Shear rheology and extensional rheology are key tools for developing thickeners for dysphagia food. This study selected Tremella polysaccharide (TP) and commercial thickeners including xanthan gum (XG), guar gum (GG), sodium alginate (SA), sodium carboxymethyl cellulose (CMC), and konjac gum (KGM), to compare their thickening performance at IDDSI levels 1-3 through shear rheology, extensional rheology, and droplet aspect ratio. The concentrations of the samples with similar shear viscosity at a shear rate of 50/s were successfully identified and used for the study. The shear rheology results showed that the shear-thinning behavior of XG, KGM, TP, and GG was more significant than that of SA and CMC, and at IDDSI level 2, the breaking time of TP and XG was relatively close. Additionally, syringe extrusion flow behavior tests indicated that XG and TP had larger droplet aspect ratios compared to other polysaccharides used in this study, showing higher cohesiveness. This study comprehensively explored the shear and extensional properties of TP and confirmed its tremendous application potential in developing dysphagia thickener formulations.

Keywords

Food oral processing; Dysphagia management; IDDSI; Extensional rheology; Polysaccharides

Highlights

1. The cost of preparing thickening liquid using TP is lower at the same IDDSI levels.

2. TP exhibits higher shear-thinning characteristics at the same IDDSI levels.

3. TP has better extensional rheology and cohesiveness compared to other thickeners.

4. TP has great application potential in developing dysphagia products.

Visual Appreciation

Research Conclusion

With the aging population, the demand for dysphagia diets is rapidly increasing. Individuals with dysphagia require appropriate texture modifications using thickeners to help safely swallow nutrients or medications. This study comprehensively compared the rheological properties of TP and commercial thickeners (XG, GG, SA, CMC, KGM), providing a basis for the application of TP in the development of dysphagia-friendly foods. The study concludes that for each IDDSI level, the ease of swallowing various samples differs, and the results of shear rheology and extensional rheology confirm the tremendous application potential of TP for developing dysphagia thickener formulations.
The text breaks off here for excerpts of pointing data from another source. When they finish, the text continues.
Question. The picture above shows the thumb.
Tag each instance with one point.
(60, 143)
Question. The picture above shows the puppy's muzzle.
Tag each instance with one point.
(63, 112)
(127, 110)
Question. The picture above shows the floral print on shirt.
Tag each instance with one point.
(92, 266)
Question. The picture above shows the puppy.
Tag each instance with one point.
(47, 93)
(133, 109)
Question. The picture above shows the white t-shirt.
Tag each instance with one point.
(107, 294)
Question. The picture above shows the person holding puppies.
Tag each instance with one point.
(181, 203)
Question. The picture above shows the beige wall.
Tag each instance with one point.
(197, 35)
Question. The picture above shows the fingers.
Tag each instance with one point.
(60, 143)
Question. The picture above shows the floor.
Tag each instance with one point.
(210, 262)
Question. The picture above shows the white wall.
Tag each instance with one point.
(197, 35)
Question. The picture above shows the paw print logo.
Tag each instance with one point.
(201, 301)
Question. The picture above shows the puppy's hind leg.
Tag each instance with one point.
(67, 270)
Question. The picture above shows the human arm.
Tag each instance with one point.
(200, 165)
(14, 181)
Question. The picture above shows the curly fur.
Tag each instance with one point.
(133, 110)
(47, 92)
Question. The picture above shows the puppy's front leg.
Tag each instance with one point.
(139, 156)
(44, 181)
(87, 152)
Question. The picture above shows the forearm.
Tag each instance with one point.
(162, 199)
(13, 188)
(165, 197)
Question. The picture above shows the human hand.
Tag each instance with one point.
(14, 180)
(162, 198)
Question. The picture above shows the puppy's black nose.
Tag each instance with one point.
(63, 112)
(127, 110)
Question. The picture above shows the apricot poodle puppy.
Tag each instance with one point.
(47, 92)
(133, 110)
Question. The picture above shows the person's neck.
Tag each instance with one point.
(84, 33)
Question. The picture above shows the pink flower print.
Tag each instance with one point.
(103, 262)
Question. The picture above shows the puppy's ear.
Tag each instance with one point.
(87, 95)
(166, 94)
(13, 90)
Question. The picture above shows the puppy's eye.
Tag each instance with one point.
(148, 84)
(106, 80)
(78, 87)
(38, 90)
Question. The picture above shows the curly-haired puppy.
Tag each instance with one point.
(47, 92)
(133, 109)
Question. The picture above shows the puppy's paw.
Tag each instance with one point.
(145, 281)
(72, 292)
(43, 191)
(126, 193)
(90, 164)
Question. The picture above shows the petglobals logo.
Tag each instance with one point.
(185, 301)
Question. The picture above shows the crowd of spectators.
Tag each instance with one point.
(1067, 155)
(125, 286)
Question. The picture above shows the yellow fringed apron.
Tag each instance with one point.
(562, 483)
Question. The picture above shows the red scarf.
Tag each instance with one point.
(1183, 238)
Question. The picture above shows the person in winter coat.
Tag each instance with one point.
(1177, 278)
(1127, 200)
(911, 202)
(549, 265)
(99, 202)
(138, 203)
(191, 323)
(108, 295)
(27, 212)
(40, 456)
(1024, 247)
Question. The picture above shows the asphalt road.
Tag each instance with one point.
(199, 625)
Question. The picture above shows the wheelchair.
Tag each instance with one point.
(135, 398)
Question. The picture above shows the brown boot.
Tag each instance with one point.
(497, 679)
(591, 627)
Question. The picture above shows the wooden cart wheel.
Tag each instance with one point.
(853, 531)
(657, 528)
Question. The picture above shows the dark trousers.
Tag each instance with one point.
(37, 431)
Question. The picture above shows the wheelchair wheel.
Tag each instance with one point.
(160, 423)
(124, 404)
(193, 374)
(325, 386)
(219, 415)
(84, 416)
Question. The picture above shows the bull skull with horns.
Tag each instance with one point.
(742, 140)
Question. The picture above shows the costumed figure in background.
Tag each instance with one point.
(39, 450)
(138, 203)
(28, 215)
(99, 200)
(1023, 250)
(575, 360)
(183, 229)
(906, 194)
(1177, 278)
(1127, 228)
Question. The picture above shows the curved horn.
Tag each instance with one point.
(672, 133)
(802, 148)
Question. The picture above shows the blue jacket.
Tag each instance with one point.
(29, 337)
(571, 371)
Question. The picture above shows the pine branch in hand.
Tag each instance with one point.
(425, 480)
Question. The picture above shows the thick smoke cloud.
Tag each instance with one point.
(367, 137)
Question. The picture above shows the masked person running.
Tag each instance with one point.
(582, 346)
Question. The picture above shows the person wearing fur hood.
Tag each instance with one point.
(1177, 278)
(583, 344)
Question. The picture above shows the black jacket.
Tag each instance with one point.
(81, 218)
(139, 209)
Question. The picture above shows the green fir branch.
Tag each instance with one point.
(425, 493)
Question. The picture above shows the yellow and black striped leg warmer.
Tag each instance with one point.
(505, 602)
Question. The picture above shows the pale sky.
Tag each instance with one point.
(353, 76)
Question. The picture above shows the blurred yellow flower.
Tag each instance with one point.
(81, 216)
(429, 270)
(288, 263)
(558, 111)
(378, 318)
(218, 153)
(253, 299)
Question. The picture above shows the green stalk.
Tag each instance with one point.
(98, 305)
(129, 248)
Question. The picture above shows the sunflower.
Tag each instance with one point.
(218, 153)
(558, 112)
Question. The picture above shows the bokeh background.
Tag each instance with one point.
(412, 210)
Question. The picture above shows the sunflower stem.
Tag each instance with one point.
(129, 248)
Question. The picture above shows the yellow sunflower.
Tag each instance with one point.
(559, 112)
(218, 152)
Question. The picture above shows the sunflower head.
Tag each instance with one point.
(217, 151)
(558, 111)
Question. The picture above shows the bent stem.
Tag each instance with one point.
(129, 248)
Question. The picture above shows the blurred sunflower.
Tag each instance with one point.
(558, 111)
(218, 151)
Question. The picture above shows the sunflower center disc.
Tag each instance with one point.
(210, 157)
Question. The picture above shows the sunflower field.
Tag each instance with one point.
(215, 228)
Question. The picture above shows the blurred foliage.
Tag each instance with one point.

Moreover, this work can provide scientifically effective rheological knowledge to understand the flow behavior of different polysaccharide-thickened liquids. However, one of the main limitations of this study is the lack of clinical intervention effects using TP to reduce adverse functional outcomes for individuals with aspiration pneumonia, malnutrition, and dysphagia. Additionally, changes in food and liquid textures are considered the cornerstone of dysphagia management, and based on the principle of different inhalation risks between various dosage forms, this should be further explored in future research in this field.

Furthermore, fluid dynamics should be explored in the future through in vivo, in vitro, and computational modeling approaches, which can provide important knowledge in developing dysphagia-friendly foods to meet safety, nutritional, and sensory requirements.